Like most students leaving a doctoral program, Joe Nelson is ready to enter the job market next year. Nelson hopes to find a position teaching at a university.
But a study from the American Academy of Arts and Sciences shows a decline in open positions for those with humanities doctorates.
Data released in August by the Humanities Indicators, a project of the American Academy of Arts and Sciences, show the number of students receiving humanities degrees is steadily rising as the number of job opportunities fall.
This steady increase in humanities doctorates started in the early 2000s, and job openings haven’t improved since a sharp drop in 2008 after the recession.
Robert Townsend, co-director of the Humanities Indicators, said the project works to track the health of the humanities fields, and they do this partly by tracking the number of job postings for humanities graduates.
“The jobs that we’re seeing reduced are almost entirely academic jobs. So many of our Ph.D.s are trained for academic jobs,” Townsend said. “Humanities Ph.D.s are … uniquely focused on academia as the place where they need to get their jobs, so that’s why those numbers and the decline recently are such a concern.”
Joe Nelson, a former opera singer and fourth-year musicology student, has worked in music for more than a decade and is no stranger to job uncertainty.
“I think most of us who go into a Ph.D. program in the humanities are very aware of how scarce the jobs are,” he said. “They’ve always been scarce.”
Nelson said he thinks adjunct professors are being used to teach core classes rather than tenured professors, reducing the number of open positions for students with a doctorate seeking a tenured position.
He said another contributing factor to decreasing job openings is the focus on science and technology over the humanities.
“We can’t forget how essential the humanities are for developing critical thinking skills,” Nelson said. “The humanities are necessary to explain things and to theorize and develop nuanced answers to problems — data in itself can’t do that.”

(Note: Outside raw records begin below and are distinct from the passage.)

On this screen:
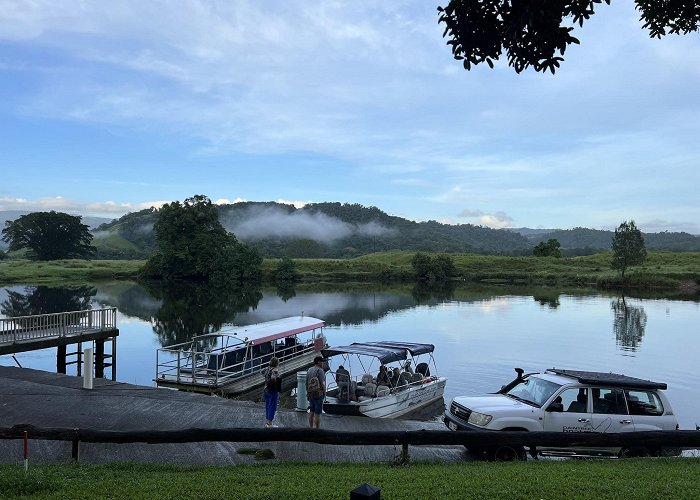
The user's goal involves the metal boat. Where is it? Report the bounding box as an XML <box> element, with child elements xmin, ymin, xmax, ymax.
<box><xmin>155</xmin><ymin>315</ymin><xmax>326</xmax><ymax>397</ymax></box>
<box><xmin>321</xmin><ymin>341</ymin><xmax>446</xmax><ymax>418</ymax></box>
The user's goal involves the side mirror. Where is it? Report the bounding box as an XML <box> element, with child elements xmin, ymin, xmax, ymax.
<box><xmin>547</xmin><ymin>402</ymin><xmax>564</xmax><ymax>413</ymax></box>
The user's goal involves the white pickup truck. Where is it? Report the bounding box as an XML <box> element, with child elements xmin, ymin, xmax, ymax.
<box><xmin>444</xmin><ymin>368</ymin><xmax>680</xmax><ymax>460</ymax></box>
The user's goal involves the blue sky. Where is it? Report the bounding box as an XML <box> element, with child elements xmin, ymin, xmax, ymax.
<box><xmin>1</xmin><ymin>1</ymin><xmax>699</xmax><ymax>233</ymax></box>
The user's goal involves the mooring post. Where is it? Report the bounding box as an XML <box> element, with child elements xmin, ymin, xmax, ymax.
<box><xmin>83</xmin><ymin>347</ymin><xmax>94</xmax><ymax>389</ymax></box>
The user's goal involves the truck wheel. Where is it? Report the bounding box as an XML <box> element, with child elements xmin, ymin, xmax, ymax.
<box><xmin>488</xmin><ymin>445</ymin><xmax>527</xmax><ymax>462</ymax></box>
<box><xmin>619</xmin><ymin>446</ymin><xmax>650</xmax><ymax>458</ymax></box>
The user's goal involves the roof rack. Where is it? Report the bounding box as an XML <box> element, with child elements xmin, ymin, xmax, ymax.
<box><xmin>546</xmin><ymin>368</ymin><xmax>667</xmax><ymax>390</ymax></box>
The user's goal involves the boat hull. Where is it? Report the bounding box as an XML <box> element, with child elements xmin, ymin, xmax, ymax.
<box><xmin>323</xmin><ymin>377</ymin><xmax>447</xmax><ymax>419</ymax></box>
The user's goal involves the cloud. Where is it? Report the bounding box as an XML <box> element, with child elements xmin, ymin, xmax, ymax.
<box><xmin>0</xmin><ymin>196</ymin><xmax>166</xmax><ymax>218</ymax></box>
<box><xmin>458</xmin><ymin>208</ymin><xmax>514</xmax><ymax>229</ymax></box>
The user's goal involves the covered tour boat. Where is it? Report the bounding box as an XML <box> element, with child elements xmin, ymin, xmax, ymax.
<box><xmin>155</xmin><ymin>315</ymin><xmax>326</xmax><ymax>397</ymax></box>
<box><xmin>320</xmin><ymin>341</ymin><xmax>446</xmax><ymax>418</ymax></box>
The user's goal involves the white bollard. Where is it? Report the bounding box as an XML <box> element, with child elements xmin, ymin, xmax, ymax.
<box><xmin>296</xmin><ymin>371</ymin><xmax>308</xmax><ymax>411</ymax></box>
<box><xmin>83</xmin><ymin>347</ymin><xmax>94</xmax><ymax>390</ymax></box>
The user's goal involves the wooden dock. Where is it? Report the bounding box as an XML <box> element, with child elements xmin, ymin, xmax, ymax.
<box><xmin>0</xmin><ymin>365</ymin><xmax>464</xmax><ymax>465</ymax></box>
<box><xmin>0</xmin><ymin>308</ymin><xmax>119</xmax><ymax>378</ymax></box>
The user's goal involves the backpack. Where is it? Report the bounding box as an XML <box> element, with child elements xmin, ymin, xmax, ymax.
<box><xmin>307</xmin><ymin>368</ymin><xmax>323</xmax><ymax>399</ymax></box>
<box><xmin>264</xmin><ymin>368</ymin><xmax>282</xmax><ymax>393</ymax></box>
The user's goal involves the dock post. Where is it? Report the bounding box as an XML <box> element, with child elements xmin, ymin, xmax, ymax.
<box><xmin>296</xmin><ymin>371</ymin><xmax>308</xmax><ymax>411</ymax></box>
<box><xmin>57</xmin><ymin>345</ymin><xmax>67</xmax><ymax>374</ymax></box>
<box><xmin>95</xmin><ymin>340</ymin><xmax>105</xmax><ymax>378</ymax></box>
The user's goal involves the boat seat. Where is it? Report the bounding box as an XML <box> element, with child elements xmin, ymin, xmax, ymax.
<box><xmin>375</xmin><ymin>386</ymin><xmax>390</xmax><ymax>397</ymax></box>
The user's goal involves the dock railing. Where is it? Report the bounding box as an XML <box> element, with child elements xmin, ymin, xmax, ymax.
<box><xmin>1</xmin><ymin>425</ymin><xmax>699</xmax><ymax>463</ymax></box>
<box><xmin>0</xmin><ymin>308</ymin><xmax>117</xmax><ymax>344</ymax></box>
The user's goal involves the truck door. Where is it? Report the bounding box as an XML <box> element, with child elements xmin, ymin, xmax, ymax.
<box><xmin>590</xmin><ymin>387</ymin><xmax>634</xmax><ymax>433</ymax></box>
<box><xmin>543</xmin><ymin>387</ymin><xmax>592</xmax><ymax>433</ymax></box>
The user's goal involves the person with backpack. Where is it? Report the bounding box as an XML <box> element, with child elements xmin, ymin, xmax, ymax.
<box><xmin>306</xmin><ymin>356</ymin><xmax>326</xmax><ymax>428</ymax></box>
<box><xmin>263</xmin><ymin>356</ymin><xmax>282</xmax><ymax>427</ymax></box>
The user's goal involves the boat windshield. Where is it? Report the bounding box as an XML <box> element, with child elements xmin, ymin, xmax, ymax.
<box><xmin>505</xmin><ymin>376</ymin><xmax>561</xmax><ymax>407</ymax></box>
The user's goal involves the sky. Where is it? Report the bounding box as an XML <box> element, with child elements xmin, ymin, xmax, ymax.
<box><xmin>1</xmin><ymin>1</ymin><xmax>699</xmax><ymax>234</ymax></box>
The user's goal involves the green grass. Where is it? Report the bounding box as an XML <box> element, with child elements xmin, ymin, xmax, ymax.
<box><xmin>0</xmin><ymin>259</ymin><xmax>145</xmax><ymax>285</ymax></box>
<box><xmin>1</xmin><ymin>459</ymin><xmax>699</xmax><ymax>499</ymax></box>
<box><xmin>2</xmin><ymin>252</ymin><xmax>699</xmax><ymax>292</ymax></box>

Townsend said the decline likely has to do with both the economy and that fewer members of academia are currently approaching retirement age.
He said a timing disconnect factors into the rise in humanities degrees, since doctorate students are in school for eight years on average.
“The job market was really good eight years ago and it’s partially just a function of the recession,” Townsend said.
Nelson said while job opportunities may be harder to find, he doesn’t believe the current situation to be a lasting one.
“Those numbers fluctuate. While we are in a downward trend right now, that’s not necessarily a permanent state of affairs,” Nelson said. “I think that at the moment there has been an increasing awareness in the public of the importance of the humanities. The humanities aren’t obsolete.”